第100話 魔窟へ

「あとは、あれだけ大量のオドリグサを一体誰が欲しているか、という所なんだけど……」

「それならアルトカル大魔道士一択ですよ。カランタス伯爵が何度も魔道士団を訪ねてきてますし、アルトカル自身が荷物の到着を心待ちにしている様子でしたから」

「ふむ」


 サイの言葉にスリアンはあごに手を当てて考え込んだ。


「そういえば、魔道士学校でもオドリグサが使われているという話だったよね?」

「ええ、でも、それは校長や一部の教官が私的に気に入った生徒に横流ししている感じで」

「組織的犯行ではない?」

「うーん。教官達が事情を全然知らないとは思えませんが……」

「……でも、まあ、そもそも量が全然合わないかな」


 スリアンはそう結論づけた。


「馬車一杯のオドリグサからは数百人を一度に狂戦士化できる量のヘクトゥースが抽出できるんだ。魔道士学校の生徒より、たとえばサンデッガ王立魔道士団の全魔道士を狂魔道士にするとか、どっちかというとその方がつじつまが合う」

「数百人の狂魔道士!」


 エンジュが息を飲んだ。


「これはゆゆしき事態だね。いざ開戦して、タースベレデウチに大隊規模の高出力な戦闘魔道士が一気に攻め込んできたら、ボクらには恐らく防ぐ手立てがない」

「でも、サイがいるじゃないですか」

「無理だよ。いくらサイが規格外の魔法を使うと言っても、相手が一カ所に固まって攻めてくるという保証はないし、数を頼みに押しまくられたら手数が圧倒的に足りない」


 その言葉に、部屋に重苦しい沈黙が満ちる。


「ところで、サイはさっきから何を悩んでいるんだい? ボクに相談してごらんよ」


 煮詰まった空気を一掃しようと、スリアンは大きく伸びをして、くだけた口調でサイに微笑みかけた。


「さっき、話の途中で顔をしかめていただろ?」

「……いえ、悩みというか、もう一台の馬車に乗っていた黒衣の女についてなんですが……」

「ああ、マッチョな女戦士の陰に隠れていた? 前に話したカランタスの養女じゃないのかな」

「ええ、あの女、実は僕、見覚えがあるんです」

「「「えっ」」」


 目を丸くしたスリアンだけではなく、エンジュとセラヤまでもがそろって驚きの声を上げた。


「前に話した僕の幼なじみなんですが」

「ああ、大魔道士に寝取られたっていう?」


 スリアンの直截すぎる指摘に、サイは口をへの字にして顔を伏せる。


「殿下、そういうデリケートなことはもう少しやわらかくですね……」


 見かねたエンジュが抗議するが、スリアンは大して気にする様子も見せず、逆ににっこりとウインクを返した。

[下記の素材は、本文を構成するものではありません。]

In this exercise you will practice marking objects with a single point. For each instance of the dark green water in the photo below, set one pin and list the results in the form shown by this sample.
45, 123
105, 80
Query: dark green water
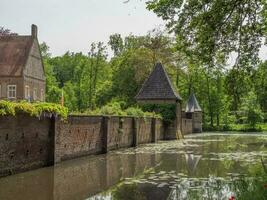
203, 166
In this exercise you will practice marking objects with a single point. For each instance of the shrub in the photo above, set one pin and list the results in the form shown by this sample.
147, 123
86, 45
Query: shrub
115, 108
33, 109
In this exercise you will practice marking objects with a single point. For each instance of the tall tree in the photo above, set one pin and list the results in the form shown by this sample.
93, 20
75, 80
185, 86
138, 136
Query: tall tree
211, 29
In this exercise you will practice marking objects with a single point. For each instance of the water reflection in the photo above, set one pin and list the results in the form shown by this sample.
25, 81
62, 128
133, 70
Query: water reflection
200, 167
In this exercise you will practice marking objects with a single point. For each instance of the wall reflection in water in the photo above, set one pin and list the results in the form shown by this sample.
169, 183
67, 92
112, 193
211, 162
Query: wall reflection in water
76, 179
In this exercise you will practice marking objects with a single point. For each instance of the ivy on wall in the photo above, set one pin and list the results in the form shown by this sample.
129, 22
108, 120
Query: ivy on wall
8, 108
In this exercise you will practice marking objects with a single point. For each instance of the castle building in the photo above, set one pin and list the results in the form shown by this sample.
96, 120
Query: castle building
194, 112
158, 89
22, 75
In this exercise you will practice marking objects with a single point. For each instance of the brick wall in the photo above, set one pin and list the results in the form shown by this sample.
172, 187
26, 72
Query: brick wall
79, 136
89, 135
25, 143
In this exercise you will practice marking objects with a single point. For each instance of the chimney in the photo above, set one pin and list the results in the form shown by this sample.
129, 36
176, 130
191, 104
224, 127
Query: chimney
34, 31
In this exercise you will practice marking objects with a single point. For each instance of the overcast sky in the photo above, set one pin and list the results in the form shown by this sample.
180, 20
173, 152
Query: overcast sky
74, 24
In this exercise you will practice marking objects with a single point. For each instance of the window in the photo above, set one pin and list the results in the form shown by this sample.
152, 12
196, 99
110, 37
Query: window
11, 91
27, 92
42, 95
34, 94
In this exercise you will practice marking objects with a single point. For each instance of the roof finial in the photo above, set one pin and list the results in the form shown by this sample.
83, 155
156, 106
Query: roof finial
34, 31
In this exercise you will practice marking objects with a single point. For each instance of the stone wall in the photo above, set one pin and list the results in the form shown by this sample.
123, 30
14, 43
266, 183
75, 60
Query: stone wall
25, 143
79, 136
90, 135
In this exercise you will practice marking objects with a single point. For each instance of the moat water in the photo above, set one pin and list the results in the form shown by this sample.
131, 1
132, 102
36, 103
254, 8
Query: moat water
202, 166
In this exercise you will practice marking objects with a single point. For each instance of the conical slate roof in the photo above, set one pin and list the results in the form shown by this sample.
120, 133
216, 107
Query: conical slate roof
192, 104
157, 87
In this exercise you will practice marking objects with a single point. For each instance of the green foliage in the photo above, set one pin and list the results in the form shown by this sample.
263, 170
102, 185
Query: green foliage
116, 109
167, 111
33, 109
251, 109
90, 82
210, 31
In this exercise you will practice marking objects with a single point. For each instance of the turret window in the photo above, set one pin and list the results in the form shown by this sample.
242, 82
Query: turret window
27, 92
11, 91
34, 94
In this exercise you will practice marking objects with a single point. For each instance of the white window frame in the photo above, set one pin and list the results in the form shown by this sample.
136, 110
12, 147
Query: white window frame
42, 94
14, 90
27, 92
34, 94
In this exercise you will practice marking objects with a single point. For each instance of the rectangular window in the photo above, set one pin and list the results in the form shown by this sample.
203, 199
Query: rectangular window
11, 91
34, 94
27, 92
42, 95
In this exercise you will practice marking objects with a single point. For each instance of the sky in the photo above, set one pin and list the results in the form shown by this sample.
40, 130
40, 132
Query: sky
72, 25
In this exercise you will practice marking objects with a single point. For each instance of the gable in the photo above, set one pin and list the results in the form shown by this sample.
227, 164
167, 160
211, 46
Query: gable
34, 65
14, 52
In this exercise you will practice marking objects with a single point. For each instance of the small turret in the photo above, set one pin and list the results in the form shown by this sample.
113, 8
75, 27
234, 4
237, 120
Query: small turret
193, 109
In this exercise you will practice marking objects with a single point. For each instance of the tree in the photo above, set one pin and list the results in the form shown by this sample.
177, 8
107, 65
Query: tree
116, 44
251, 109
214, 29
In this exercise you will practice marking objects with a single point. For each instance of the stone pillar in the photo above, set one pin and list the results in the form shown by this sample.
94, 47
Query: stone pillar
135, 131
105, 127
154, 130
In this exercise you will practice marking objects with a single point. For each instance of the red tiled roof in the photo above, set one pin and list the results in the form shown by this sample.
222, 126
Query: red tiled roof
14, 51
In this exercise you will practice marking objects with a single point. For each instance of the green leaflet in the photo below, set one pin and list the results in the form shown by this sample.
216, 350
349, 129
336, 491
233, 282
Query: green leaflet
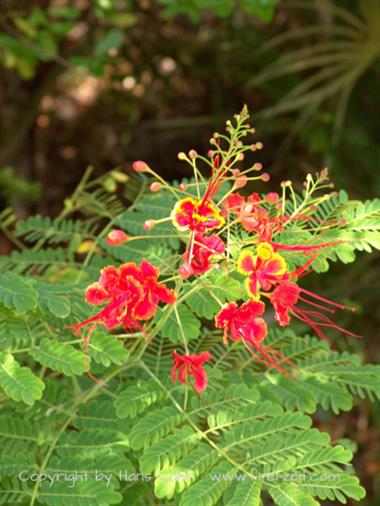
247, 493
84, 493
106, 349
136, 399
59, 357
190, 324
18, 382
17, 293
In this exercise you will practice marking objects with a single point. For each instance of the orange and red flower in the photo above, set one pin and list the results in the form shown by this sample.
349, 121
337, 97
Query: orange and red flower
284, 299
204, 248
262, 270
132, 294
116, 237
185, 366
246, 324
242, 322
253, 217
197, 216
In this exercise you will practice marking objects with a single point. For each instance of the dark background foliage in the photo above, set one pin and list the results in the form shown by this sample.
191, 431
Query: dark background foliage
105, 82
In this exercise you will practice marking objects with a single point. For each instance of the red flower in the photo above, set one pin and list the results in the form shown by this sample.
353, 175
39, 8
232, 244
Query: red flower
262, 270
196, 216
190, 365
284, 299
116, 237
132, 293
204, 248
245, 323
253, 217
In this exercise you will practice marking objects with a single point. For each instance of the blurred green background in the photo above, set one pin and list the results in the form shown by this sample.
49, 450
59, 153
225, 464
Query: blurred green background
104, 82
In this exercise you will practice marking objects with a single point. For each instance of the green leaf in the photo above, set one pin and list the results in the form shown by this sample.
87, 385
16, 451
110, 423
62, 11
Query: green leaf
106, 349
17, 293
59, 357
189, 322
135, 399
113, 39
18, 382
246, 493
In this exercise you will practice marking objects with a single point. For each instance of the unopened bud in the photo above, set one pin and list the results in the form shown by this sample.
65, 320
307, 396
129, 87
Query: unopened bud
185, 271
140, 166
149, 224
116, 237
240, 182
155, 187
272, 197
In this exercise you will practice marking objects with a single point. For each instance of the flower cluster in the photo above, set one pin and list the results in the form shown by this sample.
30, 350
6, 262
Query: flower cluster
209, 216
131, 293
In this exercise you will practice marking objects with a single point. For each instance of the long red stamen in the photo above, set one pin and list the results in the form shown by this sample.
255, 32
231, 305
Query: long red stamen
327, 301
306, 248
269, 361
316, 305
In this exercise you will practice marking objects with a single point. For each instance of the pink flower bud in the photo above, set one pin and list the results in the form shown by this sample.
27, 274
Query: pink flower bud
155, 187
240, 182
116, 237
272, 197
185, 271
149, 224
140, 166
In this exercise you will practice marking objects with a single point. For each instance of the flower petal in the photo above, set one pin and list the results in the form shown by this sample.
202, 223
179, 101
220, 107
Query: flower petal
246, 262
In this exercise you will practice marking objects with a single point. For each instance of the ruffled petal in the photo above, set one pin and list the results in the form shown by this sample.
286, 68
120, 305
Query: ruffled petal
147, 269
200, 379
246, 263
96, 294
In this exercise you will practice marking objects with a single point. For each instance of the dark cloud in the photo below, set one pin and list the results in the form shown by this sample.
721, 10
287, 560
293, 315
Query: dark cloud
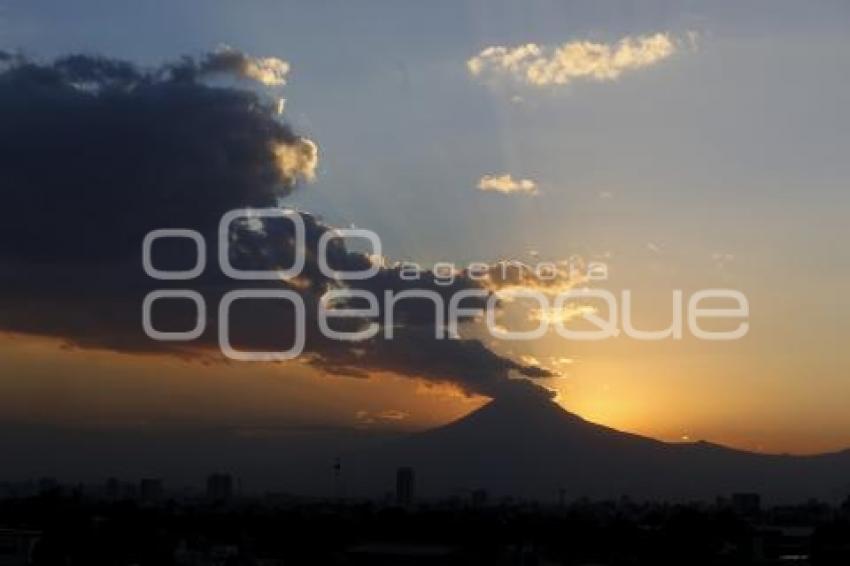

「大丈夫だよ、サイにはボクという存在がいるじゃないか」

「だから、そういうたちの悪い冗談は……ほら、サイがヘコんじゃったじゃないですか!」


 その時、サイが顔を上げた。その目つきの剣呑さに、さすがのスリアンも思わず動きを止める。


「彼女のことはもう吹っ切ったつもりなので別にいいです。それより、なぜ彼女がオドリグサの密輸に絡んでいるのか、そっちの方が気になるんです」


 サイの問いには答えが出なかった。

 結局その日はそのままお開きになり、スリアンは「じゃあまたね」と言い残すと、窓からひょいっと飛び降りて宵闇に消えた。





「で、なぜ帰ったはずのスリアンが朝っぱらからここにいるんです?」


 翌朝、サイが朝食を食べようと寝室を出ると、そこにはセラヤの淹れた黒豆茶をうまそうにすすっているスリアンの姿があった。


「いや、街に見回りに行くんだろ? それにボクも同行させて欲しいと思ってさ」

「何を言ってるんですか! よその国の王族が、敵国の、しかも治安最悪の場所にのこのこ足を踏み入れるなんて!!」

「大丈夫だよ、姿を変えて行くから」


 さすがに全否定されて腹が立ったのか、スリアンはいつもよりいくぶん低い声でそう言い訳して口を尖らせた。


「姿を?」

「そう、ほら」


 すっと立ち上がり、両手を広げてその場でくるんとターンするスリアンの服装は、よく見れば魔道士学校の制服ローブにそっくり、というか、どう見ても本物だった。


「実はあの後、古着屋巡りをしたんだ。さすがに昨日の今日で新品は手に入らなかったけど」

「でも確か、魔道士のローブは譲渡禁止って……」

「規律が緩んでるんだろうね。破れて処分したことにして小金にかえる奴がいるんだよ。それからこれ――」


 そう前置きしながら、懐から濃いブラウンのウィッグを取り出して頭にかぶる。もともと童顔のおかげもあって、魔道士候補生と言っても十分通りそうだ。


「……いや、でも」

「変装もするからさ。絶対にボクだとわからないように顔も変える。だから同行させてもらえないかな」


 予想以上に食い下がるスリアン。その様子があまりにも真剣なので、サイはそれ以上反対をする気力を保てなかった。


「……まあ、そういうことでしたら」

「やった!」


 両方の拳をギュッと握りしめてポーズを取ると、ローブの裾をはだけて長剣の柄をあらわにする。